Target's chief information officer has resigned as the retailer overhauls its information security practices in the wake of a giant customer data breach, the company said Wednesday.
Beth Jacob, who was in charge of Target's computer systems since 2008, has resigned, a company spokeswoman said, in the first major executive departure since the company announced the hacking incident in December.
Target will launch an external search for an interim CIO as well as for a chief information security officer whose role will be "elevated" in the wake of the data breach, chief executive Gregg Steinhafel said in a statement.
The company also plans to undertake an external search for a chief compliance officer.
Target has been under scrutiny since disclosing in December that a data breach had resulted in the theft of credit-card data for some 40 million customers.

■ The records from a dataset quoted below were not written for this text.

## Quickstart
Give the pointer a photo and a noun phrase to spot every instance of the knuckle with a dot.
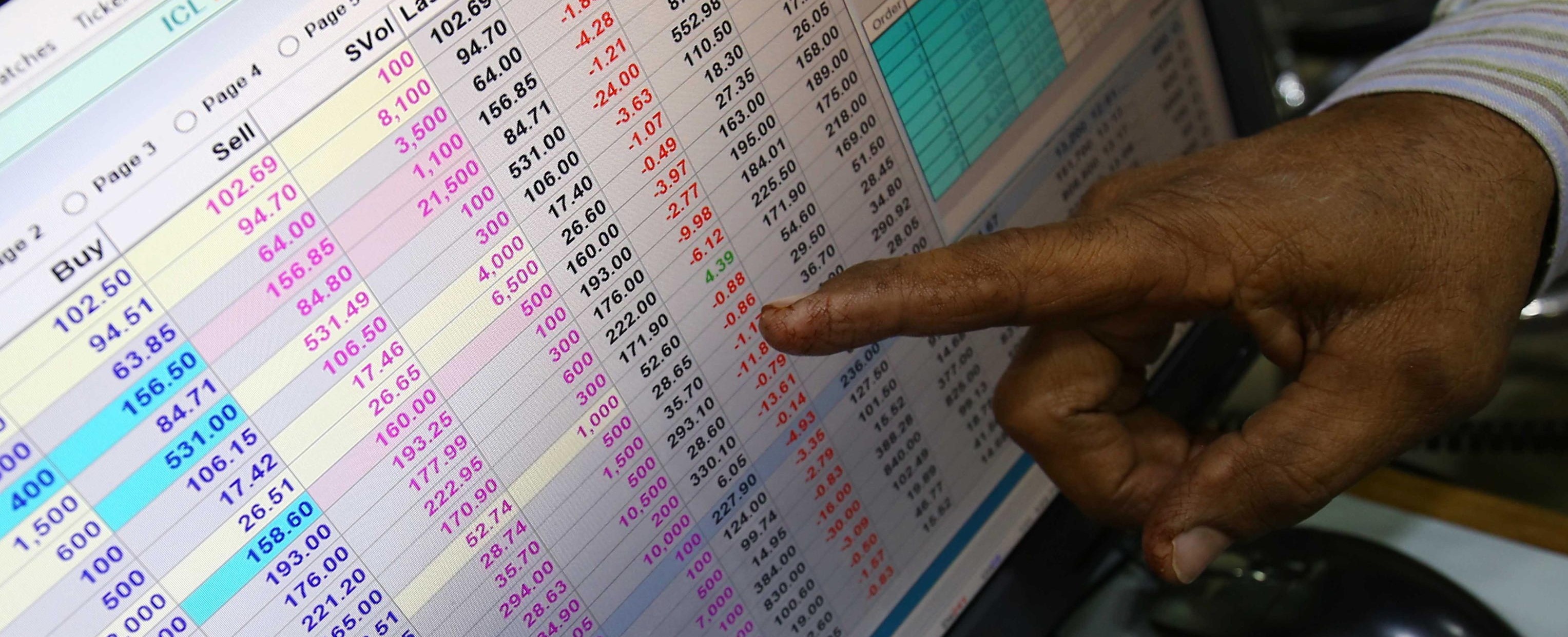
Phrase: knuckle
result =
(1269, 492)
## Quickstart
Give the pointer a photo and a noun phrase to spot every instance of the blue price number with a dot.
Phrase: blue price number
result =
(386, 625)
(32, 487)
(158, 386)
(103, 564)
(123, 589)
(142, 615)
(79, 541)
(198, 439)
(112, 331)
(278, 536)
(88, 304)
(137, 357)
(13, 457)
(46, 522)
(179, 411)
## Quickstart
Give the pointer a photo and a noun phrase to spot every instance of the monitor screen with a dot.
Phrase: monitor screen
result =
(438, 316)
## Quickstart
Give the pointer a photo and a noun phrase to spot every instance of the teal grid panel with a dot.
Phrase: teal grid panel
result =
(962, 71)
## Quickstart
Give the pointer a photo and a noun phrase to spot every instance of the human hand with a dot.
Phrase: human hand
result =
(1379, 251)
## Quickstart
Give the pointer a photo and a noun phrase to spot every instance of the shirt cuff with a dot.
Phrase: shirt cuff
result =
(1509, 57)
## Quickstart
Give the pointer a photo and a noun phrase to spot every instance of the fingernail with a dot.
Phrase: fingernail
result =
(786, 303)
(1195, 550)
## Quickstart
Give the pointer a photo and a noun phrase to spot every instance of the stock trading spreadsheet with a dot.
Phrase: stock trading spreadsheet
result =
(438, 318)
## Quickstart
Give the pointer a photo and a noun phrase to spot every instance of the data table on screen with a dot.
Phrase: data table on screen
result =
(454, 331)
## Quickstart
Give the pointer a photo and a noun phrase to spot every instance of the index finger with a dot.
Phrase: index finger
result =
(1073, 270)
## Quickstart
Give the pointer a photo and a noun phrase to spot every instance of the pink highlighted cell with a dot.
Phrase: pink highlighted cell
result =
(380, 444)
(253, 307)
(394, 194)
(482, 350)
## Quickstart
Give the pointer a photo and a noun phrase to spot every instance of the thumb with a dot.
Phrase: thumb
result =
(1329, 429)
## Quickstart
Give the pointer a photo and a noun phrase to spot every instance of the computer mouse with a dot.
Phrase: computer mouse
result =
(1307, 583)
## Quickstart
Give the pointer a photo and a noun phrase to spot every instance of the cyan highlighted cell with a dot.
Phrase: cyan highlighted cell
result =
(106, 66)
(237, 572)
(99, 434)
(170, 464)
(26, 495)
(980, 62)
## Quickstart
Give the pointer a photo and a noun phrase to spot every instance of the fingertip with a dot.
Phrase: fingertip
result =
(1194, 551)
(785, 303)
(785, 326)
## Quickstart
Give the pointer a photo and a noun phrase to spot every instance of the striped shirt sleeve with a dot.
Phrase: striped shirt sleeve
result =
(1511, 55)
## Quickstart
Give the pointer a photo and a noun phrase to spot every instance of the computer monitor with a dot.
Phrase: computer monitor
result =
(438, 316)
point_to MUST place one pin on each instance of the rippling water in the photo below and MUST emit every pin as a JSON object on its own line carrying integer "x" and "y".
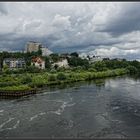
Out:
{"x": 108, "y": 108}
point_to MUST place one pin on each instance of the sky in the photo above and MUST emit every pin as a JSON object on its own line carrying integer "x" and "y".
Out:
{"x": 107, "y": 29}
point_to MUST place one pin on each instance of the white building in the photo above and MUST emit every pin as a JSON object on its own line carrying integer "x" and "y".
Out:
{"x": 62, "y": 63}
{"x": 38, "y": 62}
{"x": 14, "y": 62}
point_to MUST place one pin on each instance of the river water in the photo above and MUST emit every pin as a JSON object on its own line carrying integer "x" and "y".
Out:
{"x": 108, "y": 108}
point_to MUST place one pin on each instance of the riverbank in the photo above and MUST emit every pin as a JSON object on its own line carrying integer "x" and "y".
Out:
{"x": 29, "y": 81}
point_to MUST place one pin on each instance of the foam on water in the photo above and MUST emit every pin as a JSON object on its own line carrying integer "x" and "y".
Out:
{"x": 37, "y": 115}
{"x": 62, "y": 108}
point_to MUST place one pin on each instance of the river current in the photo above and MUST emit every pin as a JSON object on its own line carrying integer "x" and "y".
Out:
{"x": 106, "y": 108}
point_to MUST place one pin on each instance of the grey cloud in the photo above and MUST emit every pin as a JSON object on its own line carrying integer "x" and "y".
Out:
{"x": 128, "y": 20}
{"x": 3, "y": 9}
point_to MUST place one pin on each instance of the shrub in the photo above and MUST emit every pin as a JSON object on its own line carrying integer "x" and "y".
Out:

In January, however, it said its own investigation had revealed that hackers also stole a second batch of data that included names, mailing addresses, phone numbers or email addresses for up to 70 million people.
The company is cooperating with investigations by the Justice Department and Secret Service.
Security researchers have said that the theft of data for up to 110 million people is probably linked to a broader global network of cybercrime.
"While we are still in the process of an ongoing investigation, we recognize that the information security environment is evolving rapidly," said Steinhafel said.
"To ensure that Target is well positioned following the data breach we suffered last year, we are undertaking an overhaul of our information security and compliance structure and practices at Target."